Does that make Cher an old lady of song? Well, according to some folks, who judge people's skills and calculate show biz trends by calendar years, I guess it does. Truth is, Cher is far from being a washed out ol' diva dame, pushed off into some dark corner out of the spotlight by a handful of aspiring, perspiring pimple-faced youngsters who don't have the talent to share the stage with her, much less the gossip pages of your local newspaper.
There was no way I was gonna admit that Cher was "a senior citizen" diva baby, doing all those fancy-ass bumps and grinds and looking like a spring chicken at the ripe old age of 60-something. Nah, no way.
"Why the hell am I busting my ass up here doing this?" she asked her bedazzled fans during a short break in the festivities. "I mean, come on, now, give me a break. I've been a friggin' diva for over 40 years!" Then she did a little hip action, as if to add an exclamation point to her comment and froze the pose for a minute while the applause drowned her out in adoring appreciation.
Then Cher continued. "I tell you why," she confided. "there's a bunch of hot young things out there who think they invented what I've been doing forever. They tell all the reporters they're gonna teach me a few new tricks. Well, honey, they can't teach me anything I don't already know. I hate to brag, but I think I wrote the book." More applause, forcing Cher to hold up her hand so she could continue.
"Well, I ju st want to say one thing. I'm doing this show because I want to, not because I have anything to prove. And, as far as those friggin' kids are concerned, who think they're gonna take my place, all I've gotta say to them is, watch this show and eat your heart out, you bitches!"
The house damn near exploded, and probably would have, too, had not the lights gone out and flashed dramatically back on again with a thunder and lightning crescendo, while Cher wailed away and the band's drummer kicked butt on the high hat.
Watching Cher bounce around on stage like a teenager and hearing her gutsy pipes tear into a golden-oldies hit record from the past, reminded me of the day I first met the popular entertainer.

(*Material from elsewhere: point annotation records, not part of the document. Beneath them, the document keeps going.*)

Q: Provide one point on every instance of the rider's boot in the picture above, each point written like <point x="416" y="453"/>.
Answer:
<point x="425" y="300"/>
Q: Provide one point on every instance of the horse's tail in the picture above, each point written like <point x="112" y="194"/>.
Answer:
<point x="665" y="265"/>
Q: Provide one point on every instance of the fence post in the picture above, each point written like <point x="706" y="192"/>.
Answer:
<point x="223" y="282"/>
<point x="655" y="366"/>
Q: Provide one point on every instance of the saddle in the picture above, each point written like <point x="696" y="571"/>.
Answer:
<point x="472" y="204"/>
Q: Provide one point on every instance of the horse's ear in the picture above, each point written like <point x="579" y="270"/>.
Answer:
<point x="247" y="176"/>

I can't remember the exact date, but I'll never forget the occasion. It was at a luncheon in a fancy-ass luxury hotel honoring Sonny and Cher hosted by American International Pictures. Sonny sat there grinning sheepishly at the cameras in what looked like a pair of pajamas and Cher sat there looking like she was a hometown homecoming queen, nervously flicking her long black hair out of her eyes and wiggling her shapely leg in one of those sexy little mini-skirts.
Back in those days, they looked like a couple of gypsies or tramps. Little did we know then what we were all in for in the not too distant future. Good, bad, weird, or indifferent, whatever tag you wanted to put on them, you couldn't help but like Sonny and Cher. They were a bit "unordinary," that's for sure, but they quickly turned on critics who promptly told the world that they were in for a treat.
I was no different from any other reporter. Skeptical, yes. But quickly won over with Sonny's charm and wit and Cher's "what you see is what you get" up front personality.
A few years later, I bumped into Sonny and Cher at a recording studio and, after exchanging a few pleasantries, Sonny pulled me aside and asked if I would "keep Cher company" someplace so he could finish mixing their latest recording session.
"Sure," I said, and promptly escorted Cher outside the studio. She was wearing a funky looking hat, blue jeans and an ol' blue-denim man's shirt, tied up in a knot under her breasts, exposing her belly button and a good portion of her hips. But back in those days, she looked like any other hippy-looking chick and nobody recognized her.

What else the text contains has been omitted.